The newly established station will provide accommodation for Polish researchers. Some of its tasks will include conducting archaeological research in Cyprus, working with the Cypriot Department of Antiquities and local government, providing logistics support for Polish research expeditions and collaboration with the Polish embassy in Nicosia. The station will also promote Polish archaeology in Cyprus.

‘Establishing a Polish research station opens completely new possibilities both when it comes to research and science communication. The idea first came to us two years ago, when I was named the head of the joint expedition of the Jagiellonian University and the University of Warsaw. We discussed this with Cypriot authorities last year, during the 55th anniversary of Polish archaeological activity in Cyprus. We have the support of both the Department of Antiquities and Polish embassy’, said Prof. Ewdoksia Papuci-Władyka. Her team’s progress can be viewed on the project’s website: www.polisharchaeologyincyprus.com.

Prof. Ewdoksia Papuci-Władyka has been conducting archaeological research in Paphos since 1984, where she was invited by the then-head of the expedition Prof. Wiktor Andrzej Daszewski. In the beginning, she was focused on Hellenic pottery and field work supervision. After many years, she decided she would like to launch her own expedition, which became possible when she received her first grant within the framework of the Paphos Agora Project in 2011.

‘Our research in the last decade has borne excellent fruit. We proved that the agora was built in the Hellenic period and that the city was surrounded by double portico rather than a single one. The agora was much bigger than it was previously thought: it was the size of about 2.5 hectares (~6 acres). As each of its sides could be as long as 160 metres, it could have been one of the largest squares in the Mediterranean’, Prof. Papuci-Władyka added.

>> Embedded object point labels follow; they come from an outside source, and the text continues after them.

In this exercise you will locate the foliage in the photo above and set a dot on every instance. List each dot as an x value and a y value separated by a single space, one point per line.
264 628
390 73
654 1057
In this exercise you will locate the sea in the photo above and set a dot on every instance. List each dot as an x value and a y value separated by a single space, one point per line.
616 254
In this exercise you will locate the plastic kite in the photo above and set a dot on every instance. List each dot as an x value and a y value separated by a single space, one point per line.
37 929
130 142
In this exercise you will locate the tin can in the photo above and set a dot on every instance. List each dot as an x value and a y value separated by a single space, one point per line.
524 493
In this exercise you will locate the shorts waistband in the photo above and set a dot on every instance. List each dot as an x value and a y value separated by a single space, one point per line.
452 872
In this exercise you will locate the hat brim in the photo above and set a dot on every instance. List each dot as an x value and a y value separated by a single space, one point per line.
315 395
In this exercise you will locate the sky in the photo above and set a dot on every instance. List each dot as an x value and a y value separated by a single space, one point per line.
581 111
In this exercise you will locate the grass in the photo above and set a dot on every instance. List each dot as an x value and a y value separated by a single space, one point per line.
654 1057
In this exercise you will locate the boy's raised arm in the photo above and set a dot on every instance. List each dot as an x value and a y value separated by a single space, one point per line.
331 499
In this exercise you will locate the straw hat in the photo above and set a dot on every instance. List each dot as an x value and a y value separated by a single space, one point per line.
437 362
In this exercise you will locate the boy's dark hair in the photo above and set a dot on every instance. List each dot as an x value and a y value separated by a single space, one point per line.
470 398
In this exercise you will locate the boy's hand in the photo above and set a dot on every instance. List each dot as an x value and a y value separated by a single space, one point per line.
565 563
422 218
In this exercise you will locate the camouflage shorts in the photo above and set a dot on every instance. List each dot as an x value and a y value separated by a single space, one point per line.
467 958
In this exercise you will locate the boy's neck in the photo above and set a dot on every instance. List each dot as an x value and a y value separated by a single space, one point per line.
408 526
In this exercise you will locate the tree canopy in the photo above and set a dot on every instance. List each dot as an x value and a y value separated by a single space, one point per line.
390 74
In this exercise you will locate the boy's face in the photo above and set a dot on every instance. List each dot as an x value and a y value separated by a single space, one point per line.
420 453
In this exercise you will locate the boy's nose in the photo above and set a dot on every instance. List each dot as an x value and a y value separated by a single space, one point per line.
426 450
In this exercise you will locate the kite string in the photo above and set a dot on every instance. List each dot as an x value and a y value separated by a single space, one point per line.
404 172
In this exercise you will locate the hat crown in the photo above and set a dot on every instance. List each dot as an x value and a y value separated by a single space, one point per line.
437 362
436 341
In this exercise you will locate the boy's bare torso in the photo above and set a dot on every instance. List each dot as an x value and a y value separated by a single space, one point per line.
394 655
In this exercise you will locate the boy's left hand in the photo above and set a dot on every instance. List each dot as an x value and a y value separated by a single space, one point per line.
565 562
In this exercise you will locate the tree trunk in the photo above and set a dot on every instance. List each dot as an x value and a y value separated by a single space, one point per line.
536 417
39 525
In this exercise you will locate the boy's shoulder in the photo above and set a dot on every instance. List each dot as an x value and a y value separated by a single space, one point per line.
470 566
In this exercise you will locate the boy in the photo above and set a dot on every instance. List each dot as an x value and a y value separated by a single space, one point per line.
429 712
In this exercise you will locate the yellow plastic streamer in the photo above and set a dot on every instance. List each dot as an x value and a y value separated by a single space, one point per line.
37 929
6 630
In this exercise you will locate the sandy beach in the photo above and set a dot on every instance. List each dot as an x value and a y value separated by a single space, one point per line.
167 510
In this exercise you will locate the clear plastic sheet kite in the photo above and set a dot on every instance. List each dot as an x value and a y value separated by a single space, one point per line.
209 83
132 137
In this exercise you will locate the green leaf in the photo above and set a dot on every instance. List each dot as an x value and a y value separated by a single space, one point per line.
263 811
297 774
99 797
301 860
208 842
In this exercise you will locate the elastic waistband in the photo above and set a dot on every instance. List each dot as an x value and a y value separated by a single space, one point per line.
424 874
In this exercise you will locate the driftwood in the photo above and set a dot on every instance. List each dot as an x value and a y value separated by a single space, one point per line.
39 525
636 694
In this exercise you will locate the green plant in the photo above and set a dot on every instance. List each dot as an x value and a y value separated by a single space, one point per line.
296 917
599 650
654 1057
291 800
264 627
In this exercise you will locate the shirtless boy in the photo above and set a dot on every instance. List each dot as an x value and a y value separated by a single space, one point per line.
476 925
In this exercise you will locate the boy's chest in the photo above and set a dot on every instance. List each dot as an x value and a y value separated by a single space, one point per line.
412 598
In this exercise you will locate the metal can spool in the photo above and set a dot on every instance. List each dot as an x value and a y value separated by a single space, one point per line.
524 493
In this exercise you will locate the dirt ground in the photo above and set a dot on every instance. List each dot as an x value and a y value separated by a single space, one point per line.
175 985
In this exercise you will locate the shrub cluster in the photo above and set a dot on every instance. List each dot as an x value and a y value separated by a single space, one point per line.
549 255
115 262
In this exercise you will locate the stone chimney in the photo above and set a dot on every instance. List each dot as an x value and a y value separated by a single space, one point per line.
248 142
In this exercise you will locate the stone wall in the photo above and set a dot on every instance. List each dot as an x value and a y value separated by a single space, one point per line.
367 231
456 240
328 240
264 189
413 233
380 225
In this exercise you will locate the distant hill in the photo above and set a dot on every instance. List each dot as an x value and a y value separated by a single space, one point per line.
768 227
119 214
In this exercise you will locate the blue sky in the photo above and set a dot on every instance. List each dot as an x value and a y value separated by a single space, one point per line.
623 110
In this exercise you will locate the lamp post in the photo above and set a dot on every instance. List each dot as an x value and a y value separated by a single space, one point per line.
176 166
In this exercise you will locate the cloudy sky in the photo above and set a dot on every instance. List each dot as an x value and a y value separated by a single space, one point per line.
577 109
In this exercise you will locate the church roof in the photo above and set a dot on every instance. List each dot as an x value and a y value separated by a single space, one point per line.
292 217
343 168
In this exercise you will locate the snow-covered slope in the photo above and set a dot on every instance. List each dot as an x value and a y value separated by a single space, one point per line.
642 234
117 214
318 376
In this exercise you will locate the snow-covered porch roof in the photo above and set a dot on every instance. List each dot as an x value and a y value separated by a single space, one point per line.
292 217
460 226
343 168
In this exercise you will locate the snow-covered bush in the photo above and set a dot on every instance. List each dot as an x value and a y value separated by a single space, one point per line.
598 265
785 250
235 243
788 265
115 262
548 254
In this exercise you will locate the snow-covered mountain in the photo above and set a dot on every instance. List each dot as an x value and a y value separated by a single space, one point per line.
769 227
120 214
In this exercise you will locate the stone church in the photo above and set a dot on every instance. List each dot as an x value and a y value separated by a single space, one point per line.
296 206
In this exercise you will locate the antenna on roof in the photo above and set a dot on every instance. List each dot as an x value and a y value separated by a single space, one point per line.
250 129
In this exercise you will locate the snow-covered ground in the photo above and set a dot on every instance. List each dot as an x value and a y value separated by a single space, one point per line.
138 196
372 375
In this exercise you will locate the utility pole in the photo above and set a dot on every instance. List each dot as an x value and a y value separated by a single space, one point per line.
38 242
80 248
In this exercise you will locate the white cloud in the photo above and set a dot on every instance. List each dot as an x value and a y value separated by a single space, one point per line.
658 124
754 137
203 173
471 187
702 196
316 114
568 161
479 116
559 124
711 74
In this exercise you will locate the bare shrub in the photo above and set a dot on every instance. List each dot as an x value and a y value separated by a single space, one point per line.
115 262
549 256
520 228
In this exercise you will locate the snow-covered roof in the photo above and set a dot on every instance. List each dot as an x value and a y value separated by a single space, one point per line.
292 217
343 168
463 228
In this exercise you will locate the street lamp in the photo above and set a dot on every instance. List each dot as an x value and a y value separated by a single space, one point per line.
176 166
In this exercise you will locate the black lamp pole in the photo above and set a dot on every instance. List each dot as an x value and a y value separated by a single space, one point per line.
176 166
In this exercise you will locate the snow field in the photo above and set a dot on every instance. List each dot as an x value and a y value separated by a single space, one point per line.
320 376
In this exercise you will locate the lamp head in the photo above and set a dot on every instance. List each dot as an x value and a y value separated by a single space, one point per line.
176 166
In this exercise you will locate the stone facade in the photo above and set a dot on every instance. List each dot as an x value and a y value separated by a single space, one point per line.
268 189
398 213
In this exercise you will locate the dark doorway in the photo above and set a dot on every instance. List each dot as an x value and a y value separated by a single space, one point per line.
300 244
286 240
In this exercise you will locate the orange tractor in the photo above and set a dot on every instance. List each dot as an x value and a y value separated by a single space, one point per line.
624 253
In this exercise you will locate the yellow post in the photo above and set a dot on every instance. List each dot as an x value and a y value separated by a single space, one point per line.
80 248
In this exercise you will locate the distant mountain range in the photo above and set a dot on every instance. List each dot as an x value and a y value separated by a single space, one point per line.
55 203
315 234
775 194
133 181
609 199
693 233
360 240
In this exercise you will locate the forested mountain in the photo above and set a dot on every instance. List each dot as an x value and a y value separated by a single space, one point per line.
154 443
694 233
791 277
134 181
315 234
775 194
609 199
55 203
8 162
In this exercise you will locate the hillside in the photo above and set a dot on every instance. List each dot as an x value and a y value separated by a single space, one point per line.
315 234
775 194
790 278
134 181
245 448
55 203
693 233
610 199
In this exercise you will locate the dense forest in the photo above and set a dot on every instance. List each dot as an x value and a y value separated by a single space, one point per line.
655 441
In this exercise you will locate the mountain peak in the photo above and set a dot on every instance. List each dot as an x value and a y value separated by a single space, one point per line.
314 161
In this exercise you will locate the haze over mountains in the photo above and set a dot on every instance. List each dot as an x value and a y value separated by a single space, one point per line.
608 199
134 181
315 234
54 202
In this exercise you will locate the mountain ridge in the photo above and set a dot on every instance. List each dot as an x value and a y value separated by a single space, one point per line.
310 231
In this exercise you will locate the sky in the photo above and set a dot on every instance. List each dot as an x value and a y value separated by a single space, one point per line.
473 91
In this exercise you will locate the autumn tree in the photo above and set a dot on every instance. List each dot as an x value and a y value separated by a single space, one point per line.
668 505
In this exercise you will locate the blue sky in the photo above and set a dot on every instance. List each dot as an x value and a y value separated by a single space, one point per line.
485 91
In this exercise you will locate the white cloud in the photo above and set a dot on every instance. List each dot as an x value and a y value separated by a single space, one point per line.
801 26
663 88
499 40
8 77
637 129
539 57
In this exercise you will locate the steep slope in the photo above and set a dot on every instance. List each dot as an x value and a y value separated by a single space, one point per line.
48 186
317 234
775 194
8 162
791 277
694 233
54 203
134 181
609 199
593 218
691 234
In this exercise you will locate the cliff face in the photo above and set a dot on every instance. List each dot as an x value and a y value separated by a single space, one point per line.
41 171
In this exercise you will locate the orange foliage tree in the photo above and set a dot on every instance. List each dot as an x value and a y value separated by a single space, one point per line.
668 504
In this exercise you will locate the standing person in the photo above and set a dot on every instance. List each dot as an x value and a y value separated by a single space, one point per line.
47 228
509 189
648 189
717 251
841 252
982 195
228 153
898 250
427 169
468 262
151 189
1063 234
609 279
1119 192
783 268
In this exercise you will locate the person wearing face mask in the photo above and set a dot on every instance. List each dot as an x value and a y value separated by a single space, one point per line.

Kraków researchers have discovered the remains of large public edifices from the Hellenic period and mapped out a network of adjacent streets. They have also found a great number of everyday items that shed light of the life in the ancient city, including a surgeon’s office complete with a well-preserved set of equipment as well as old wells and cisterns (Cyprus was under a constant threat of water shortage), each filled with ancient artefacts such as pottery, coins, oil lamps, metal objects, terracotta and other similar items.

Prof. Ewdoksia Papuci-Władyka has been the leader of the Polish archaeological expedition in Paphos for two years. The aim of the research consortium supervising the project, consisting of the Jagiellonian University, University of Warsaw and Warsaw University of Technology is to map out the streets and building of Nea Paphos in different time periods and provide a three-dimensional reconstructed model of the city.